“I handed them a script and they turned it down. It was too controversial. It talked about concepts like, 'Who is God?' The Enterprise meets God in space; God is a life form, and I wanted to suggest that there may have been, at one time in the human beginning, an alien entity that early man believed was God, and kept those legends. But I also wanted to suggest that it might have been as much the Devil as it was God. After all, what kind of god would throw humans out of Paradise for eating the fruit of the Tree of Knowledge. One of the Vulcans on board, in a very logical way, says, 'If this is your God, he's not very impressive. He's got so many psychological problems; he's so insecure. He demands worship every seven days. He goes out and creates faulty humans and then blames them for his own mistakes. He's a pretty poor excuse for a supreme being.”
“For most people, religion is nothing more than a substitute for a malfunctioning brain. If people need religion, ignore them and maybe they will ignore you, and you can go on with your life. It wasn't until I was beginning to do Star Trek that the subject of religion arose. What brought it up was that people were saying that I would have a chaplain on board the Enterprise. I replied, "No, we don't.”
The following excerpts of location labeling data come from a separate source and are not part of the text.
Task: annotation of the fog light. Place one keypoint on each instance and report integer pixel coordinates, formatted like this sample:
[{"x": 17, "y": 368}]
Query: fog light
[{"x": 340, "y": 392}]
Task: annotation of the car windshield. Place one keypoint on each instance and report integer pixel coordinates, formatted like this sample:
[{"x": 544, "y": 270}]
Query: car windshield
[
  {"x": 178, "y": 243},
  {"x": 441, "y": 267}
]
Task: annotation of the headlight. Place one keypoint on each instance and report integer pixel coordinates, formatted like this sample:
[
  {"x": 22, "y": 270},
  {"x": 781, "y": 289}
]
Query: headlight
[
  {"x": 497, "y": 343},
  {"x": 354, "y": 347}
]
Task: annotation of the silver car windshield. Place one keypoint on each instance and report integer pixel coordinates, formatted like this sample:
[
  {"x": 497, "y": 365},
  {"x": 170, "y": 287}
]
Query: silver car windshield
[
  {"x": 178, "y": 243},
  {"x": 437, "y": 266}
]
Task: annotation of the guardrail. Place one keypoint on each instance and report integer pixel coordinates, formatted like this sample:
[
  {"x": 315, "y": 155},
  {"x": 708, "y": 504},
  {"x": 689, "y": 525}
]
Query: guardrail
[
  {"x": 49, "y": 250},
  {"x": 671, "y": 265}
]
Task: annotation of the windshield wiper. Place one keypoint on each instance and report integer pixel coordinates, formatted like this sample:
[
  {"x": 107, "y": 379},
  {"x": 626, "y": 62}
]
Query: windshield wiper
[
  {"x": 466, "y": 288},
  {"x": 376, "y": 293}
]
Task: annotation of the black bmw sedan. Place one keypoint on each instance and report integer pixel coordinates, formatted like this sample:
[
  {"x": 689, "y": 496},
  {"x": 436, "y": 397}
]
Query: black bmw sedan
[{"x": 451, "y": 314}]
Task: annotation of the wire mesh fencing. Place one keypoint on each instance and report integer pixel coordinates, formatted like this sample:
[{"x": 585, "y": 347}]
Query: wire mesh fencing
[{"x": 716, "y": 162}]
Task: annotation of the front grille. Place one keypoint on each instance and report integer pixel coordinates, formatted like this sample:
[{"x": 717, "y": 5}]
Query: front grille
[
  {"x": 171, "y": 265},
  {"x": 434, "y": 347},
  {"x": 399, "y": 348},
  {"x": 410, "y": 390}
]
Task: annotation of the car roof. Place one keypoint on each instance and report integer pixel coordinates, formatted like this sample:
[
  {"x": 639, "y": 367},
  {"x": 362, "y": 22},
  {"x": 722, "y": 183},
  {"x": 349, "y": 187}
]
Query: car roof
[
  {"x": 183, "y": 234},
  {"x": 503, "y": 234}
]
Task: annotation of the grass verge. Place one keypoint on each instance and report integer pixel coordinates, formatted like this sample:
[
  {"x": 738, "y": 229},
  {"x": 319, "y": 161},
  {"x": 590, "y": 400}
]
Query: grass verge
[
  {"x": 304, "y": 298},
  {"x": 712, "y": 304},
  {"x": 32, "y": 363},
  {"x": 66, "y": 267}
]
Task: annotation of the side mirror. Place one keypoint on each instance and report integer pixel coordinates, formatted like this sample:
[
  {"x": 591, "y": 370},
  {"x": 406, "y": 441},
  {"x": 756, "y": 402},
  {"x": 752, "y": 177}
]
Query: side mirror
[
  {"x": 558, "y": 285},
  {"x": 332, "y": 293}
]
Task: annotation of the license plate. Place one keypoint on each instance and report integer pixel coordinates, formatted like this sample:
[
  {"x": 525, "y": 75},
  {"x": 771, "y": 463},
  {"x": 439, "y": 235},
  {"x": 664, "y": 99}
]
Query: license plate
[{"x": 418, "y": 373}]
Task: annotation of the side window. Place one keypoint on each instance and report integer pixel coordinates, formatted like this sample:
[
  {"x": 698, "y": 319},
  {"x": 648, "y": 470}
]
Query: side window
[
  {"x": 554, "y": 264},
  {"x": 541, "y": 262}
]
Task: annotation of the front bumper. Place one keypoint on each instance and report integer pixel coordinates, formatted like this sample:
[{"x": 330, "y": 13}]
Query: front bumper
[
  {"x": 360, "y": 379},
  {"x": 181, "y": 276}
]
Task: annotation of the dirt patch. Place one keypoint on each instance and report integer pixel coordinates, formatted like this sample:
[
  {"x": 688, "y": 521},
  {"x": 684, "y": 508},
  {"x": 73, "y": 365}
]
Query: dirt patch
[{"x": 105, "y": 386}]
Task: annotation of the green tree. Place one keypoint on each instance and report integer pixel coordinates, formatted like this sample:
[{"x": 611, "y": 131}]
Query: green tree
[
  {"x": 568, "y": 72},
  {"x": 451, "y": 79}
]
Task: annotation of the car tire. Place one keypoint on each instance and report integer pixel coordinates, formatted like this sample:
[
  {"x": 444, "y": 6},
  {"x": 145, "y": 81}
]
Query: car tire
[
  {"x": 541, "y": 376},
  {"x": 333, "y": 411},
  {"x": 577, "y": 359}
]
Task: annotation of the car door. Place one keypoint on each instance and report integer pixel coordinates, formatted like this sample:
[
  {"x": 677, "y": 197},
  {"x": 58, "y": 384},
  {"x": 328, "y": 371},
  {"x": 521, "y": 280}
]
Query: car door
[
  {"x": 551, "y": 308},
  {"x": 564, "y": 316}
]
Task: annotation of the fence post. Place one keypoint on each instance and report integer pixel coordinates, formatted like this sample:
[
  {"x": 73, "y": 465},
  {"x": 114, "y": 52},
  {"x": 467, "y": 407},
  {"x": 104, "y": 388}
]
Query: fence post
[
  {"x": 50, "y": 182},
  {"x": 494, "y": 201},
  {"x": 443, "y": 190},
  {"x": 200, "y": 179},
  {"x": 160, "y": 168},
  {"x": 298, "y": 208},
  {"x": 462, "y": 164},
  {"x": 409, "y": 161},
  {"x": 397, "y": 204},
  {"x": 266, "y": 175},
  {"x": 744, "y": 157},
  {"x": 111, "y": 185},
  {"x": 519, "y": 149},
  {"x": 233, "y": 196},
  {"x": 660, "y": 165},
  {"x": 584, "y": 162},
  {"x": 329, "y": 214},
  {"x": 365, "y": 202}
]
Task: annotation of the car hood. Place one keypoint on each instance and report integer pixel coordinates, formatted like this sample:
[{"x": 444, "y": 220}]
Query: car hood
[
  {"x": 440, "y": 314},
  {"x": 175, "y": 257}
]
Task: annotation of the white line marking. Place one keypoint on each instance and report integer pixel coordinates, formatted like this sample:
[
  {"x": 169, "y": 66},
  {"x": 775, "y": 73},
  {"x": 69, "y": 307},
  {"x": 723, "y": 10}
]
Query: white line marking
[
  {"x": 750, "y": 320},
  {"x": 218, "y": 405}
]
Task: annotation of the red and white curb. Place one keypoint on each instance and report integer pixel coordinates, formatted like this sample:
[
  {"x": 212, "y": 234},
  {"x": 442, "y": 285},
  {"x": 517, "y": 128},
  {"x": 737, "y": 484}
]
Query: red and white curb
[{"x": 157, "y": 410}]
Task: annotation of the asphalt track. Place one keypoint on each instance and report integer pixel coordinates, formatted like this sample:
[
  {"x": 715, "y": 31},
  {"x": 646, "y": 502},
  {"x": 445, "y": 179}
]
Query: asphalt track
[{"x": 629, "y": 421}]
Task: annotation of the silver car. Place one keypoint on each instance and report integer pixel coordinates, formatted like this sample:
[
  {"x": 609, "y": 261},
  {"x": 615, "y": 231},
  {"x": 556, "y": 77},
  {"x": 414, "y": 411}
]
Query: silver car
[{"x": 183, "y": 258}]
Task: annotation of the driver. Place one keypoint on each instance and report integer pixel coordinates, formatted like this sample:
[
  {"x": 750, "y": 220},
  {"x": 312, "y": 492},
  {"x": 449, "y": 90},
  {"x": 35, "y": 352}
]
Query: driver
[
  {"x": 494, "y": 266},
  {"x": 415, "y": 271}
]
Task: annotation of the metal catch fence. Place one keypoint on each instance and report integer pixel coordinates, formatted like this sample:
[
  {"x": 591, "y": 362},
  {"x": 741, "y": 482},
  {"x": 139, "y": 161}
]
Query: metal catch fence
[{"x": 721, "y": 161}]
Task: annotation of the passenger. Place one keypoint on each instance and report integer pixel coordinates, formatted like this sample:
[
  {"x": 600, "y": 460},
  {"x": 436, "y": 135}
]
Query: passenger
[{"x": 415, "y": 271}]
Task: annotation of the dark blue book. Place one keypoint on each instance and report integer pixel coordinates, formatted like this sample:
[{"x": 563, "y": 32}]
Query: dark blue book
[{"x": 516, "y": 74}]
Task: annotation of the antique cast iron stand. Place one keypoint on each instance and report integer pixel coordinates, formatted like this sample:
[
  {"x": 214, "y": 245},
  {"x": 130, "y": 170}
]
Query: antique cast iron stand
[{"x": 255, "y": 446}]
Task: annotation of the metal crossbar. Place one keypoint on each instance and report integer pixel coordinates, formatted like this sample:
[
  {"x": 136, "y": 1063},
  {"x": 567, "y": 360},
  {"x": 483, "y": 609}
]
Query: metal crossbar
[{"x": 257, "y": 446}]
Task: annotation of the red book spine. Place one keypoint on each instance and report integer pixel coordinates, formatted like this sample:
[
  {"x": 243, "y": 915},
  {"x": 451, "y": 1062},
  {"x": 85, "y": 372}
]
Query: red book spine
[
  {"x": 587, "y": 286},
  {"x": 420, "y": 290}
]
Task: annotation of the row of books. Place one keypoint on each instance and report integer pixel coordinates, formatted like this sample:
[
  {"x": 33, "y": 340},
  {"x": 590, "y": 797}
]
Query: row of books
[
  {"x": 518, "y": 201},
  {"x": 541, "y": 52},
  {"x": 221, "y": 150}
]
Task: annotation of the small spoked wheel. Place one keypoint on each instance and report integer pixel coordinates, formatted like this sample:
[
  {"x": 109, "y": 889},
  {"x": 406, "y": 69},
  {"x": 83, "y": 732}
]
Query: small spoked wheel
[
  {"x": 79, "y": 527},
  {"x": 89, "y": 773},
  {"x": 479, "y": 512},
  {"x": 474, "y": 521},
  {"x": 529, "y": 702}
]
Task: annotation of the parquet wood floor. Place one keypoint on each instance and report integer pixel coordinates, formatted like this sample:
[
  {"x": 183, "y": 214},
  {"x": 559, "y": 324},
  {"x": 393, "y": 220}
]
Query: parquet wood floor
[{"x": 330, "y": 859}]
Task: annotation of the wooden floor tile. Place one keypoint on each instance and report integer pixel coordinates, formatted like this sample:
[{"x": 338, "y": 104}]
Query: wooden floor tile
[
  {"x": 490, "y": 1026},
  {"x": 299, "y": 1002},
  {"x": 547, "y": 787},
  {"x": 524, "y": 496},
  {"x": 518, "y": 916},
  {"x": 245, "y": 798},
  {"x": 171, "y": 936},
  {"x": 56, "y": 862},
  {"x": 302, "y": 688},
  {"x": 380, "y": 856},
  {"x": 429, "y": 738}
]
- Gene Roddenberry (1921-1991)
American television screenwriter, producer, de facto populistic philosopher, satirist, and futurist, best remembered for having created the original Star Trek television series and thus the Star Trek science-fiction franchise. Roddenberry flew 89 combat missions in the United States Army Air Forces during World War II, worked as a commercial pilot after the war and later followed in his father's footsteps by joining the Los Angeles Police Department. At the same time he wrote scripts for television, ultimately creating Star Trek which premiered in 1966.